時を刻んだ木のぬくもり、
そして匠の手仕事。
私たちはやさしく寄り添う住まいを、
心を込めてつくります。

古い家が持つ独特の風合いや素材の味わいは、時間が生み出した唯一無二の財産です。無垢の柱に刻まれた傷、色ムラのある土壁、手仕事の跡が残る建具。これらは、ただの古いものではなく、家族の時間や思い出、その場所の歴史を語る存在です。
これらを壊してしまうのではなく、その魅力を見極め、空間の中で新たな主役として蘇らせることで、住まいは単なる「家」ではなく、「記憶」と「未来」をつなぐ場所になります。古き良きものが、暮らしの中でしっかりと息づき、次の世代へとその価値を受け継ぐこと。そんな住まいのあり方を大切にしています。

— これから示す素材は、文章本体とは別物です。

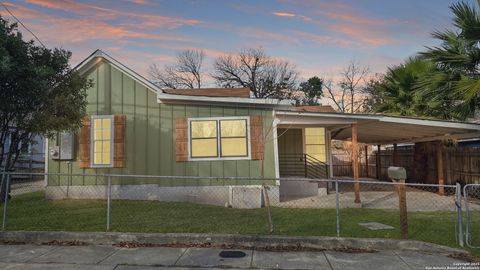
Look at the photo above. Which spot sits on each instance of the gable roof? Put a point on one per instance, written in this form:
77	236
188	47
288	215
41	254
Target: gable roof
380	129
315	108
211	92
162	96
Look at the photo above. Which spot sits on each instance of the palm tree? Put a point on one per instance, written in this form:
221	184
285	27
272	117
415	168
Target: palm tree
397	91
457	62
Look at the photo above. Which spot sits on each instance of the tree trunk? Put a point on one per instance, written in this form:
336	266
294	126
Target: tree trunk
421	157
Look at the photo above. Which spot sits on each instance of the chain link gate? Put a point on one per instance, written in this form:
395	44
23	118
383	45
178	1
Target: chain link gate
471	194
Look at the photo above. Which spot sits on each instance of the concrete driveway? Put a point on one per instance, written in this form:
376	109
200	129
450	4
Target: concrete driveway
34	257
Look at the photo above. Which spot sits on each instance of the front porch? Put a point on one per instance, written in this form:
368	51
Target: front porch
304	143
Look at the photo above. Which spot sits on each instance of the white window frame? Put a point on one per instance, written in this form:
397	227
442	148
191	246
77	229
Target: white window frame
92	141
219	149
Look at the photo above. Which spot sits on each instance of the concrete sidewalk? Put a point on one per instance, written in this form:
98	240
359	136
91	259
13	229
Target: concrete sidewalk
29	257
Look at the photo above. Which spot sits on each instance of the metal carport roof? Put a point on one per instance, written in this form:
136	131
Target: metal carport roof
380	129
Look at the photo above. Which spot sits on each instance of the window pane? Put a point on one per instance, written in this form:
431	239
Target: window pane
106	123
204	129
315	149
106	147
233	128
97	158
106	157
97	134
320	157
106	134
234	147
315	131
97	147
204	148
97	124
314	139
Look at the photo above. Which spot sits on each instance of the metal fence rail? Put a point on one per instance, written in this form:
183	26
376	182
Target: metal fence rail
195	204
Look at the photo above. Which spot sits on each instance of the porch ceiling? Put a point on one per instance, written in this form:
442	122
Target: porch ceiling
379	129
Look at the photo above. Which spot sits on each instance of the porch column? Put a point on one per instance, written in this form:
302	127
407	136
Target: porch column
378	165
441	180
355	162
395	155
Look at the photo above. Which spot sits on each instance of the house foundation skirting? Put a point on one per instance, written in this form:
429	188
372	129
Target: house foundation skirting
229	196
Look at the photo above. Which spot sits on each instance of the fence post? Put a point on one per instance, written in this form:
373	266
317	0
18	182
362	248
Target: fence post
305	165
458	203
5	203
337	207
109	199
467	216
402	203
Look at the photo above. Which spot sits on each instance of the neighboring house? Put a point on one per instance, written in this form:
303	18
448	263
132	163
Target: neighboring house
32	160
135	128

塗り壁風のクロスや、木目調のプリント板など、手軽で便利な素材があふれる時代。それでも、自然素材が持つ力強さや豊かさは、代替できるものではありません。天然木の手触り、無垢材の節や香り、コンクリートや石の質感。それらに囲まれた空間には、目には見えない安心感や心地よさがあります。
本物だけが持つ、時間とともに深まる味わい。その力を丁寧に引き出し、五感に訴える住まいをつくることで、家はただの箱ではなく、暮らしそのものを豊かに育む舞台となります。本物にしか生まれない心地よさを、素材の力で届けたいと考えています。

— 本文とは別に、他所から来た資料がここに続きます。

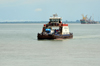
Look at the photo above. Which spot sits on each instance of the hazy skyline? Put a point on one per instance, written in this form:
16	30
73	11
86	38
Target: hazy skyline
41	10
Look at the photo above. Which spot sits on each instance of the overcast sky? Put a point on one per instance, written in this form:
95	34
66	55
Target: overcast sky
41	10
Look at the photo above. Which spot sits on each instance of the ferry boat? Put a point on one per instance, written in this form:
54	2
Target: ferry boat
55	29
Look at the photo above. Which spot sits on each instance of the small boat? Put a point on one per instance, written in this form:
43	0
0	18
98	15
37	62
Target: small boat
55	29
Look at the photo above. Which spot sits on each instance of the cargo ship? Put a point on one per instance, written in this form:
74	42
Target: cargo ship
85	20
55	29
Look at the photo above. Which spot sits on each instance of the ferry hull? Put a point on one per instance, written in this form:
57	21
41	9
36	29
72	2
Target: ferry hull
41	36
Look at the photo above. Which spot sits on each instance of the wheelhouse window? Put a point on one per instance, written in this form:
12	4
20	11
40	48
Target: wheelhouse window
54	20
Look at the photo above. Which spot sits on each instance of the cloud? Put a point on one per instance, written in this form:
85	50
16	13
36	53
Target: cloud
38	9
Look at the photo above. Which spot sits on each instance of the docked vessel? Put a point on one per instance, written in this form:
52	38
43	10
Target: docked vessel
55	29
85	20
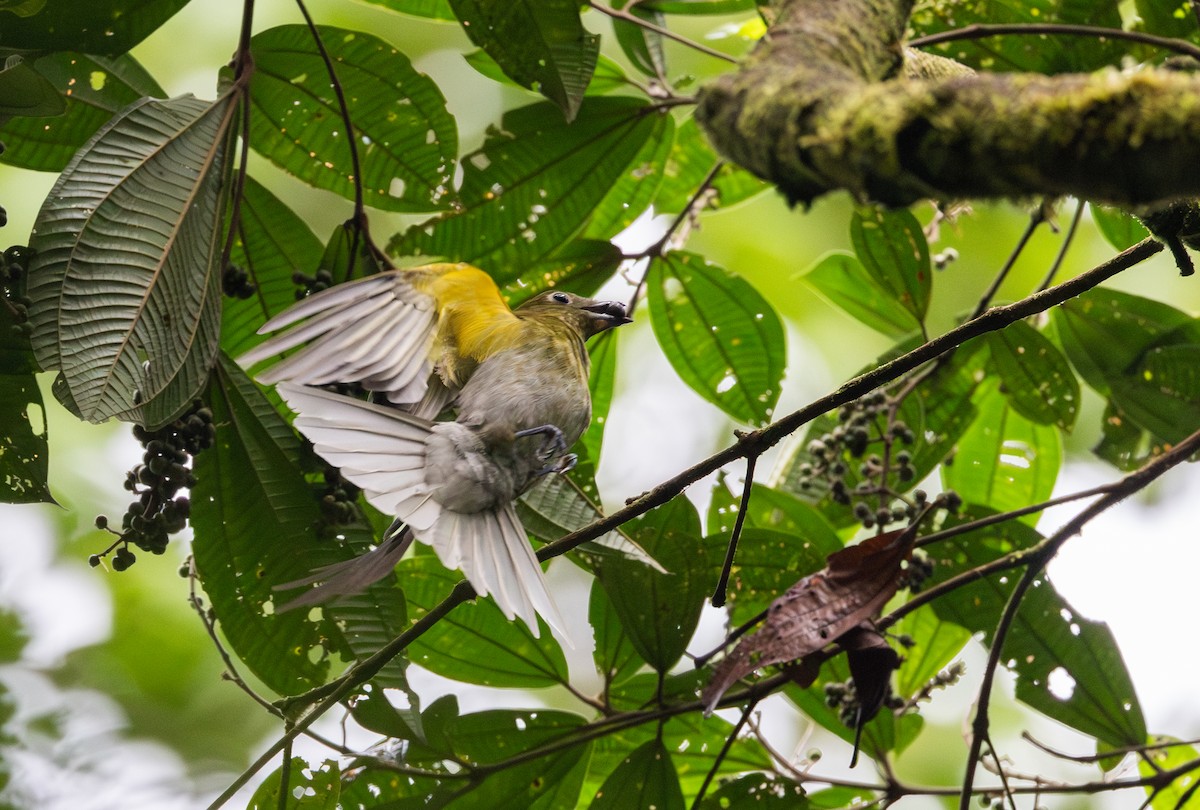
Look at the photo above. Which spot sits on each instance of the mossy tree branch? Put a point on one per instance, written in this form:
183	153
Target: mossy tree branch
826	103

住まいの美しさは、目立つ部分だけで決まるものではありません。
日々、手が触れるドアノブや階段の手すり、目に入る壁や床のライン。そんな些細な部分こそ、空間全体の印象を大きく左右します。目立たない細部にこそ、丁寧な設計と施工の心が表れます。
細やかなディテールを積み重ねることで、古いものと新しいものが調和し、静かな品格をまとった空間が生まれます。住まい手がふとした瞬間に感じる心地よさを、何よりも大切にしたいと考えています。







ただ明るいだけの空間では、心地よさは生まれません。優しい朝の光、障子越しの柔らかな午後の光、夕暮れ時に差し込む橙色の光と影。月明り。光は時間とともに表情を変え、住まいに豊かな景色をもたらします。窓の位置やサイズ、格子や障子の透け感、壁の質感や色までを丁寧に設計し、その家ならではの「光の景色」を描くことで、日々の暮らしがより豊かで潤いのあるものになります。季節ごとの移ろいを感じながら、光がもたらす心地よさを、住まいの中に取り込むことを大切にしています。

緑を暮らしの一部とする庭は、暮らしと切り離されたものではなく、日々の営みに豊かさをもたらす大切な存在です。季節ごとに色づく木々や草花、そよぐ風や鳥の声。そんな風景に包まれながら、家族と過ごすひとときには、何気ない時間さえも特別に変えてくれる力があります。太陽の道や風の流れを丁寧に読み取りながら、室内と屋外のつながりを大切にした設計を行うことで、自然とともにある心地よい暮らしをかたちにしています。